19 de enero de 2019

Los veinte años de la muerte de Guillermo Zuluaga, Montecristo

Por Tomás Nieto
2 de julio de 2017
Por Tomás Nieto
2 de julio de 2017
Imagen YouTube

— “MONTE” NO MURIÓ DE RISA

El título y la materia prima de este registro evocador salieron del magín del periodista José Absalón Duque, quien obtuvo el 28 de agosto de 1997 para su revista “Cierto” la que sería a la sazón la última entrevista con Guillermo Zuluaga, Montecristo, considerado durante medio siglo el número uno del humorismo colombiano.

Montecristo en uno de sus múltiples papeles. Imagen YouTube.

El artista antioqueño falleció hace cuatro  lustros a los 73 años de edad, cincuenta días después del contacto periodístico, a consecuencia de una serie de males irreversibles que la ciencia médica no logró vencer.

Duque le hizo al diálogo con “Monte” esta luctuosa introducción: “Montecristo no murió de risa. Terminó de morir a mediados de octubre en una clínica de Medellín. Había comenzado a morir hace cerca de un lustro cuando su cadera y sus piernas se insensibilizaron y sus desplazamientos dependieron de una silla de ruedas. Pero no fue la atrofia neural la que lo comenzó a matar. No, es que en esa hora Montecristo pensaba que tenía amigos, pero no. La amistad de los que lo fueron ya estaba muerta. Ya no reía. No sé por qué, pero más que el cuerpo, se le estaba consumiendo el alma”.

“Montecristo. Guillermo Zuluaga Azuero. Popular humorista. Nació en Medellín el 10 de febrero de 1924. Murió en la misma ciudad el 17 de octubre de 1997. Quería ser cantante, pero se decidió por el humor, alcanzando fama a nivel nacional e internacional. En radio tuvo mucho éxito con su programa “La aventuras de Montecristo”.

El papá de todos los humoristas paisas narró en la última entrevista de su vida, el episodio de su nacimiento como humorista:

Montecristo con Pacheco en un homenaje en Antioquia. Imagen YouTube.

“Simplemente fue una casualidad. En 1943 yo trabajaba en la Colombiana de Tabaco, en Cali, y unos compañeros me convencieron de que yo cantaba muy bien y me invitaron a un programa que se llamaba “La hora de las variedades”, por radio Cultural. Me pusieron un acompañante con guitarra con el que no me entendí. Nos fue muy mal y nos vinimos a encontrar a la salida de la emisora. Me silbaron y me pusieron un disco con unos perros que ladraban. Pero yo para no quedarme fracasado, dije que los antioqueños éramos muy graciosos y entonces pedí permiso para contar un chiste. La gente se rió y me volvieron a invitar, pero no a cantar sino a contar chistes”. (El bolero perdió a un buen intérprete; Coltabaco a uno de sus mejores empleados y el Deportivo Cali a un buen arquero suplente, pero el humor salió ganancioso, al quedarse con el primer caricato nacional).

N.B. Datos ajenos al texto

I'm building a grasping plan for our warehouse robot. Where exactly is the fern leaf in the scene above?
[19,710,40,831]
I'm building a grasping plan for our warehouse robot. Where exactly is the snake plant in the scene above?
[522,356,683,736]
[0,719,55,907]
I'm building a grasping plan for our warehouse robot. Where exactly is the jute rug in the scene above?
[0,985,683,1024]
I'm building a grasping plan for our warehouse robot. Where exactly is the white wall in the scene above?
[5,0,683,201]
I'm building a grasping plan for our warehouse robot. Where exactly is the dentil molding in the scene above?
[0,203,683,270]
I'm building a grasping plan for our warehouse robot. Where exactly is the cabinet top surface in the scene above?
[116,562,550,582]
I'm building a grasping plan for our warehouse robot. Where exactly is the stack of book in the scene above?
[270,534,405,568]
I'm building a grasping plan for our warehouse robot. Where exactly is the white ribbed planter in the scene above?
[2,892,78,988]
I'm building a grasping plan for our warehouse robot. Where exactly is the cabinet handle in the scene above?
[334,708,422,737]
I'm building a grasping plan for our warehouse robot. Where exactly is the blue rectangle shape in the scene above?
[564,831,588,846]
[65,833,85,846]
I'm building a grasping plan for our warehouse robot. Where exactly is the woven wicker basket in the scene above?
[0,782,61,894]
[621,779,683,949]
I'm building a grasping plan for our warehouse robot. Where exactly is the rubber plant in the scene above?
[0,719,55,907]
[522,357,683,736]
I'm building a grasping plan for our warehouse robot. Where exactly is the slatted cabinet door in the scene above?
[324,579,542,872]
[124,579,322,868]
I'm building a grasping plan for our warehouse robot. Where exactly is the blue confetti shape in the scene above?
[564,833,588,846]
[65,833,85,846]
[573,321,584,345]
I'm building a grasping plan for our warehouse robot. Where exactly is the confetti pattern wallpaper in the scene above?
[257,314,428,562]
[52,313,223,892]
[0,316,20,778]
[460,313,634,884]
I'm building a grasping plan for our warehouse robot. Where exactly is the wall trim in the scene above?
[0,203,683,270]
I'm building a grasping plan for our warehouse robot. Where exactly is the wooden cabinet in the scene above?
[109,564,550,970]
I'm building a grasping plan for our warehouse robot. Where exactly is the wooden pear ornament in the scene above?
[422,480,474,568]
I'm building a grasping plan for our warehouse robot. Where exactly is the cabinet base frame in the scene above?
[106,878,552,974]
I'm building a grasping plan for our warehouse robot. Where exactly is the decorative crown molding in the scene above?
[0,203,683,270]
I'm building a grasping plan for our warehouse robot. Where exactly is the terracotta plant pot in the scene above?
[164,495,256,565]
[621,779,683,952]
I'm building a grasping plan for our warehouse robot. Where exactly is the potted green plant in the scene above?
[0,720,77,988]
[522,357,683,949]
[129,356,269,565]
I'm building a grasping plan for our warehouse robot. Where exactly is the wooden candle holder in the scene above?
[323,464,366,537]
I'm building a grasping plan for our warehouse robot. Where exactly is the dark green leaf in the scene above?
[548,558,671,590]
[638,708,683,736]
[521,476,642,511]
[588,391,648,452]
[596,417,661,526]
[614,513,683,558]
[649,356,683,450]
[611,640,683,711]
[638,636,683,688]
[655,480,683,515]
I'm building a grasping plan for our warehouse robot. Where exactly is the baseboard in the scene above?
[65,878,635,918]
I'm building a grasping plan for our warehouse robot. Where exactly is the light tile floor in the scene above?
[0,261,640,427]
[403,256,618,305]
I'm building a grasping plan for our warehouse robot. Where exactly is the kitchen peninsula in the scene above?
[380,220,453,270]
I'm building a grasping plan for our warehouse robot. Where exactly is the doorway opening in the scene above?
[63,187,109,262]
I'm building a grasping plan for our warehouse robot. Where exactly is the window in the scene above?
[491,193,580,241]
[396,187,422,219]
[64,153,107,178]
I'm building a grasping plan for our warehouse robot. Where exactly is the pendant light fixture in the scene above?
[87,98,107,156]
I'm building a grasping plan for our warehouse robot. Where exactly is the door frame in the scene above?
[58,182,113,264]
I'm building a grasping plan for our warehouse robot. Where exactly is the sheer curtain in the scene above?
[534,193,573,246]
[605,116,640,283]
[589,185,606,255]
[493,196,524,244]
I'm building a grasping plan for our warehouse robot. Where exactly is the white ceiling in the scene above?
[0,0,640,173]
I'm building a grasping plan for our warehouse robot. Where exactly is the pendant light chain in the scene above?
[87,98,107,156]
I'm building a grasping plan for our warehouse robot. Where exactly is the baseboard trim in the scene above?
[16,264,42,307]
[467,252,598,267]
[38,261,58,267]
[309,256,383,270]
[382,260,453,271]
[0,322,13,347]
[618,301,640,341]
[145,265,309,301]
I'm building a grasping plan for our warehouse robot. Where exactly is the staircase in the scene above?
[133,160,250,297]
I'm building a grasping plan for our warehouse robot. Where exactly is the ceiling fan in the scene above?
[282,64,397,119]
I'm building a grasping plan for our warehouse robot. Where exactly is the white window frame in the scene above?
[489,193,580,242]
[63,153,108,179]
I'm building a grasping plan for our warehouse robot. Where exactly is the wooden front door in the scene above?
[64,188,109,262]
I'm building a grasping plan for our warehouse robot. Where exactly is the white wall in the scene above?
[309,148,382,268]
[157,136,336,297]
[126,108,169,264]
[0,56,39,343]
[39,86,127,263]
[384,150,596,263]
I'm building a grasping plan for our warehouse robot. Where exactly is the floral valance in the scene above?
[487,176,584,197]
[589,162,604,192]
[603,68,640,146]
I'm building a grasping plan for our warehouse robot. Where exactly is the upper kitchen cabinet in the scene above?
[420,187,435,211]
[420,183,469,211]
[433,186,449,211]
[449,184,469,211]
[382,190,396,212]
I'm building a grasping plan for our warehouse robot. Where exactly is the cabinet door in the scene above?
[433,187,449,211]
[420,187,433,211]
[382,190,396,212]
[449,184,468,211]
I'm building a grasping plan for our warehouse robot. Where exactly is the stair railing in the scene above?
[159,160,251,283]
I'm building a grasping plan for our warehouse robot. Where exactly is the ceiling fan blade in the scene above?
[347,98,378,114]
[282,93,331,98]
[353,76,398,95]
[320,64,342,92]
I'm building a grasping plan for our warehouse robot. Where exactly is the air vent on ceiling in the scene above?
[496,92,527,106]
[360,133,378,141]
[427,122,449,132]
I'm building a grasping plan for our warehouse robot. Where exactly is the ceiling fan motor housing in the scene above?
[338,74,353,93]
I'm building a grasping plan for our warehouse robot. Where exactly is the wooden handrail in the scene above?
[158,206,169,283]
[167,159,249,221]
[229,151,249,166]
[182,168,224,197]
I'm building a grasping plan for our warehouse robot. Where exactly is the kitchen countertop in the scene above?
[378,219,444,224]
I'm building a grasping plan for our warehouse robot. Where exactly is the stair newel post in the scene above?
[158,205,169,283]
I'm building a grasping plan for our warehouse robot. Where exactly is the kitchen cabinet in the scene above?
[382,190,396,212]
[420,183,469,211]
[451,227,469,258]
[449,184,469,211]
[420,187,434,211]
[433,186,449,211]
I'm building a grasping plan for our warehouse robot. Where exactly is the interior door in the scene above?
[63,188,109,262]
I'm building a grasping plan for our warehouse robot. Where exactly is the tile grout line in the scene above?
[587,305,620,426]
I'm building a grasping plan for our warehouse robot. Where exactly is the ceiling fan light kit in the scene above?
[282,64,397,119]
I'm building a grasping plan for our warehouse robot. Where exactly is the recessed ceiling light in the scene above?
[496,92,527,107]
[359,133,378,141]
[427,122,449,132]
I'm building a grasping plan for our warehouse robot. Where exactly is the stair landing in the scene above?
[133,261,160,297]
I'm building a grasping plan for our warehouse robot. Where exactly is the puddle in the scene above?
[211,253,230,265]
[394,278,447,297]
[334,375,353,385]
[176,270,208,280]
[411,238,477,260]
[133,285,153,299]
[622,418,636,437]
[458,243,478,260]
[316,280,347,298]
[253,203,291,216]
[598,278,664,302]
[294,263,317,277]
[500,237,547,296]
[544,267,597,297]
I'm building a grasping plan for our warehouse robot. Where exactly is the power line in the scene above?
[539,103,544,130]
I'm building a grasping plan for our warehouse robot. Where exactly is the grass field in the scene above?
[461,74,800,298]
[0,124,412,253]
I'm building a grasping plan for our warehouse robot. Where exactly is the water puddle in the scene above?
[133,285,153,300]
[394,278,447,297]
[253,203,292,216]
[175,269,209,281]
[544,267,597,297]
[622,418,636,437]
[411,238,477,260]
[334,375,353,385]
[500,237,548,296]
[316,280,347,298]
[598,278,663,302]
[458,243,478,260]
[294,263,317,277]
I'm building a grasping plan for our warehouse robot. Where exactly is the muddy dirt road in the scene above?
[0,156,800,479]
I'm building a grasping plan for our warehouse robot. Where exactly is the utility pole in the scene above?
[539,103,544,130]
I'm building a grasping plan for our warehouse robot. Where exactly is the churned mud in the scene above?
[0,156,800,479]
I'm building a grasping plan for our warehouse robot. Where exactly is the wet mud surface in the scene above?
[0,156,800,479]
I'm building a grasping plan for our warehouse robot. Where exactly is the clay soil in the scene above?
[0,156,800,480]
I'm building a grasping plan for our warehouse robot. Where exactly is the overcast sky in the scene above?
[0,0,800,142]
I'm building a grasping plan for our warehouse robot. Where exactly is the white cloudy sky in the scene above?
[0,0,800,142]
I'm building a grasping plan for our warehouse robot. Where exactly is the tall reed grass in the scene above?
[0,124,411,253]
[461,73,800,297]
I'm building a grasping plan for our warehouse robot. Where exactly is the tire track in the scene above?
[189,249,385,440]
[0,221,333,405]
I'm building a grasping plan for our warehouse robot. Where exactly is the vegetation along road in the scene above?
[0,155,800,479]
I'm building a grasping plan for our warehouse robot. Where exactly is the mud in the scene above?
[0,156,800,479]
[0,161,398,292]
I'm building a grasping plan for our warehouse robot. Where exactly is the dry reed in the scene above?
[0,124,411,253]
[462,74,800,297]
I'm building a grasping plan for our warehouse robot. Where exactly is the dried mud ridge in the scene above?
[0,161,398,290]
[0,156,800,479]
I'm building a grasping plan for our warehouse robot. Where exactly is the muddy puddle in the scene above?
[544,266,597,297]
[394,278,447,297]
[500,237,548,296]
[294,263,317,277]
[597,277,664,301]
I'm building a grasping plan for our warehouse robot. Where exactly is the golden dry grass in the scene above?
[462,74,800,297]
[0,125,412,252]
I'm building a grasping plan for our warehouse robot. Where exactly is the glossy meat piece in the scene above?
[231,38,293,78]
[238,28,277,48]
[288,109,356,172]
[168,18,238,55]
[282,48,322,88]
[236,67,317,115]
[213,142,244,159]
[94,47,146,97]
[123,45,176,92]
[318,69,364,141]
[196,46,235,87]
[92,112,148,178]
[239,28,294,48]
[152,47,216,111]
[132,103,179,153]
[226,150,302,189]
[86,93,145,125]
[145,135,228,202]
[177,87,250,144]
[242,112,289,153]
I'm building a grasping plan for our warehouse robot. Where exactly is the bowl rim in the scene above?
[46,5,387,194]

“Monte” tuvo sus épocas de mayor esplendor en los memorables radioteatros de La Voz de Antioquia, en la calle Maracaibo entre las carreras Sucre y Caldas, y de La Voz de Medellín, en Bolívar con Cuba.  También se transmitió por la Voz del Río Grande, de Todelar, desde la Avenida San Juan. Llegó a la radio en 1957 de la mano del doctor William Gil Sánchez, el padre de la inolvidable reina Doris Gil Santamaría. Fueron sus libretistas de cabecera Francisco Emilio Bedoya Ospina, “Febo”; Jaime Peláez y Edgar Posada Ocampo, quien lo acompañó durante 25 años de los 38 años que estuvo en la radio.

Paz en la tumba del irrepetible Guillermo Zuluaga, MONTECRISTO y de sus personajes más singulares: Montoño, Montecristina y el Boquinche.